Our labour wards are for women who have experienced complications during their current pregnancy or a previous pregnancy or labour.

Labour wards

Our labour wards at Queen Charlotte’s & Chelsea and St Mary’s hospitals are designed for women who have experienced complications during their current pregnancy, or a previous pregnancy or labour. If this is the case, your midwife or obstetrician will discuss your options for labour. Some women who choose to give birth at home or in a birth centre may be transferred to the labour ward if complications arise.

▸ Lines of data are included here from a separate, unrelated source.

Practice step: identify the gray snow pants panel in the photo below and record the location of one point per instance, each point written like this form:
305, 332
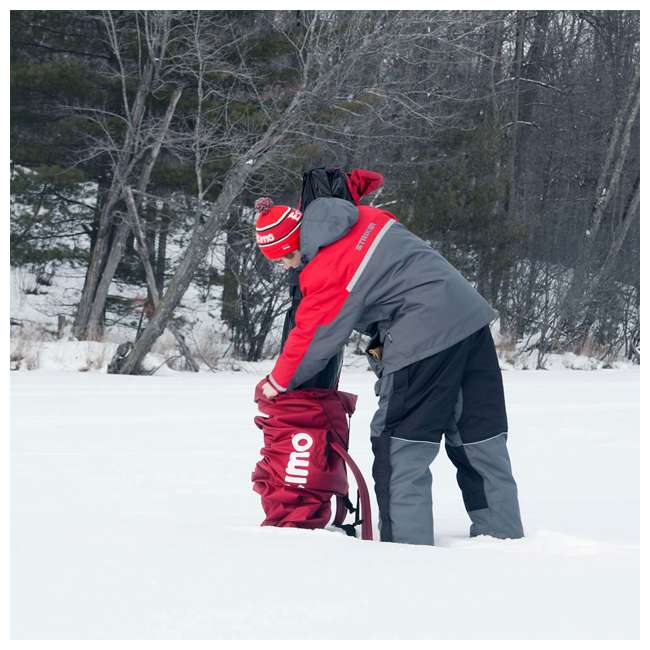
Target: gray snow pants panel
488, 487
402, 468
457, 393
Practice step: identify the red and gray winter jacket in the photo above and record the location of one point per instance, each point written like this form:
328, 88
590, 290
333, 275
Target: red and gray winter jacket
366, 271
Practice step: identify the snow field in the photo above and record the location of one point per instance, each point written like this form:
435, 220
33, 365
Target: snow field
133, 516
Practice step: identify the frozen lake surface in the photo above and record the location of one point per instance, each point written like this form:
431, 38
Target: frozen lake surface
132, 516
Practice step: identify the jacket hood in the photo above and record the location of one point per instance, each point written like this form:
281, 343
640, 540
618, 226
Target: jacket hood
325, 221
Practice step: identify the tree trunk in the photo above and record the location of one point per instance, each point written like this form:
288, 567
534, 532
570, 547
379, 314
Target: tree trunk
608, 182
202, 236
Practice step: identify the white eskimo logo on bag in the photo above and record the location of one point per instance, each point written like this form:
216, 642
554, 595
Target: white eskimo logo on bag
297, 467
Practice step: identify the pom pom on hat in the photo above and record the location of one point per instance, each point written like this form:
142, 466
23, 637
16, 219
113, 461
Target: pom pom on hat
263, 204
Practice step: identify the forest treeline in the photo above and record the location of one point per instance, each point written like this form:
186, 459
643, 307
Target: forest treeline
508, 139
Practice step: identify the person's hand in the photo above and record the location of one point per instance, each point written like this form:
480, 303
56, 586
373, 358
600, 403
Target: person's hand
265, 389
268, 390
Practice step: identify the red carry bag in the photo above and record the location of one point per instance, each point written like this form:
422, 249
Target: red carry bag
304, 460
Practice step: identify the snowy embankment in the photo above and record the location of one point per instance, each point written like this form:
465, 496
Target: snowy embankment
133, 517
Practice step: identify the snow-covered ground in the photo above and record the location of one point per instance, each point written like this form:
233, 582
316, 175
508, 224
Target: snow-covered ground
133, 517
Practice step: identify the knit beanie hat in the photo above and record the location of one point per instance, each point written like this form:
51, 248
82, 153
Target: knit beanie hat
277, 228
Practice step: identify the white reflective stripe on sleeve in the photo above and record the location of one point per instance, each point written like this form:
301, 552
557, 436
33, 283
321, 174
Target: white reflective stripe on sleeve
369, 254
275, 384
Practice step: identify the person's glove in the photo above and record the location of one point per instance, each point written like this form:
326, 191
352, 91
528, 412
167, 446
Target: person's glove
265, 390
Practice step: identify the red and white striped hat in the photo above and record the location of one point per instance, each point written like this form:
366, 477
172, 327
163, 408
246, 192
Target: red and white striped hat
277, 228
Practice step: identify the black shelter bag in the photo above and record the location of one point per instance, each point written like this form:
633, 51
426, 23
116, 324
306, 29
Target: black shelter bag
321, 182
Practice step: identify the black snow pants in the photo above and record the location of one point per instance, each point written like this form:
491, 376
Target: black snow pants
457, 392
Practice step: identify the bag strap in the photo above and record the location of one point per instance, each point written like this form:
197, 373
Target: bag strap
362, 495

Why might I consider the labour ward?

  • You are experiencing complications in your pregnancy
  • You have experienced complications in a previous pregnancy or labour
  • You have a medical illness that complicates your pregnancy
  • You are pregnant with twins or triplets
  • Your baby is in the ‘breech’ position (bottom down)
  • You are confident that you will want epidural pain relief during labour

The labour wards are led by obstetricians who provide care in collaboration with midwives. You will have a midwife who will provide care for you and attend your birth if you give birth on a labour ward. The labour ward offers equipment and facilities to provide interventions such as continuous fetal heart rate monitoring, a caesarean or instrumental birth and blood transfusions if necessary.

What pain relief is available?

The labour ward offers several medical options for pain relief during labour, including gas and air, a diamorphine injection and an epidural. 

Who can attend my labour?

Just as in the birth centre, we encourage your partner to stay with you during labour. You are also welcome to invite another companion to attend your birth. This could be a doula, another family member or a close friend. We suggest your companions bring some food and drink and a pillow and blanket, as we cannot offer a bed or private accommodation for your partner on the labour ward.

What if I experience complications?

If you experience complications during labour, you will not need to be moved – you will have access to midwives, obstetricians, anaesthetists and neonatologists as well as any appropriate medical interventions.

What if I go into labour early?

If you go into labour early, go straight to the hospital and you will be taken to the labour ward. Even if you planned to give birth at home or in a birth centre, if you go into labour before 37 weeks, you will need to go to the labour ward, where an obstetrician and midwives will provide care for you during labour.